The doors of the office were thrown open, and three figures emerged. They broke into the listlessness of that dreary place, where nothing seemed to be going on, with a sudden real purpose, fast but unhurried, and moved towards the shaft. Three Yorkshire rescue experts--one of them to die later--with the Hamstead manager explaining the path they should follow below with eager seriousness. "Figures of fun" They had muzzles on their mouths and noses, goggles on their eyes, fantastic helms, and queer cylinders and bags slung about them. As they went up the slope of wet ash, quick and full of purpose, their comical gear and coarse dress became suddenly transfigured; and the silent crowd cheered emotionally that little party of forlorn hope.
They entered the cage, and down they went. Still it was difficult for me to think that we were fronting tragedy, for no danger showed. An hour and more passed in nervous and dismal waiting. There was a signal. Some men ran to the pit-head carrying hot bricks and blankets. The doctors took off their coats, and arranged bottles and tinkling apparatus on chairs stuck in the mud. The air smelt of iodoform. A cloth was laid on the ground from the shaft to the engine-house, and stretchers were placed handy. The women, some carrying infants, broke rank. That quickly up-running rope was bringing the first news.
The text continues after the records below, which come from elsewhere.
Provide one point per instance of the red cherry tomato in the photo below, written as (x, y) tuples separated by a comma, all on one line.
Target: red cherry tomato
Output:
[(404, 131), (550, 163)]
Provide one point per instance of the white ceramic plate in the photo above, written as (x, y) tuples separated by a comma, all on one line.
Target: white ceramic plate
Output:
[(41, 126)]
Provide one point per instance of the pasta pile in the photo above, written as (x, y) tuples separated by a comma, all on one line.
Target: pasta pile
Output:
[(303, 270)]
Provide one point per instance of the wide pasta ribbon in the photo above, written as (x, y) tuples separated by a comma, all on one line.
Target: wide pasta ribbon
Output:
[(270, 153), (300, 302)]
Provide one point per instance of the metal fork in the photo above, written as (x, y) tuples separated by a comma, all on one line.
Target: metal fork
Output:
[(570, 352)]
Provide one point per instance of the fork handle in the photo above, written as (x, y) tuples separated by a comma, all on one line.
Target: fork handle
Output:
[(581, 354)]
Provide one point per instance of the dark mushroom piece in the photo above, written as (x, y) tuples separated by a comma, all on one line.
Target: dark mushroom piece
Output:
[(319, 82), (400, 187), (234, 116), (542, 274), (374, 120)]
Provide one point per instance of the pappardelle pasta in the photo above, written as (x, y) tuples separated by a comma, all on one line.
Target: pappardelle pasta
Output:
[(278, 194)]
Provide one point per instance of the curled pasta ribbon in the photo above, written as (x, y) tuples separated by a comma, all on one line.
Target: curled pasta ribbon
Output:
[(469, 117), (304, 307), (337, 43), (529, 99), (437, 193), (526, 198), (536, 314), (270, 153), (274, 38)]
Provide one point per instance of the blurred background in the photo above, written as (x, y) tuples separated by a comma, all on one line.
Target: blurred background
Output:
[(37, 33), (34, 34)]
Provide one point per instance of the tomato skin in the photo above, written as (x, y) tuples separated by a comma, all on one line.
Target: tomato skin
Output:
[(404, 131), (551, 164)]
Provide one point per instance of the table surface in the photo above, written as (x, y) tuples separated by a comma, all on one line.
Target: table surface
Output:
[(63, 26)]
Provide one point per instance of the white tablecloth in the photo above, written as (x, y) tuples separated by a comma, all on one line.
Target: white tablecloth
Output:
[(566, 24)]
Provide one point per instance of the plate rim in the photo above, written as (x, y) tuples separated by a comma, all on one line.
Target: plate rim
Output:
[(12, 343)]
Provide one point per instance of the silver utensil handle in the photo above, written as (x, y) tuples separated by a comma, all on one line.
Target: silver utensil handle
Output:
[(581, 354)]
The rope stopped running and the cage appeared. Only the rescue party came out, one carrying a moribund cat. They knew nothing; and the white-faced women, with hardly repressed hysteria, took again their places by the engine-house. So we passed that day, watching the place from which came nothing but disappointment. Occasionally a child, too young to know it was adding to its mother's grief, would wail querulously. There came a time when I and all there knew that to go down that shaft was to meet with death. The increasing exhaustion and pouring sweat of the returning rescue parties showed that. Yet the miners who were not selected to go down were angry; they violently abused the favouritism of the officials who would not let all risk their lives.
I have a new regard for my fellows since Great Barr. About you and me there are men like that. There is nothing to distinguish them. They show no signs of greatness. They have common talk. They have coarse ways. They walk with an ugly lurch. Their eyes are not eager. They are not polite. Their clothes are dirty. They live in cheap hous es on cheap food. They call you "sir." They are the great unwashed, the mutable many, the common people. The common people! Greatness is as common aS that. There are not enough honours and decorations to go round. Talk of the soldier! Vale to Welsby of Normanton! He was a common miner. He is dead. His fellows were in danger, their wives were white-faced and their children were crying, and he buckled on his harness and went to the assault with no more thought for self than great men have in a great cause; and he is dead. I saw him go to his death. I wish I could tell you of Welsby of Normanton.
I left that place where the star-shine was showing the grim skeleton of the shaft-work overhead in the night, and where men moved about below in the indeterminate dark like dismal gnomes. There was a woman whose cry, when Welsby died, was like a challenge.
Next morning, in Great Barr, some blinds were down, the street was empty. Children, who could see no reason about them why their fathers should not return as usual, were playing football by the tiny church. A group of women were still gazing at the grotesque ribs and legs of the pit-head staging as though it were a monster without ruth.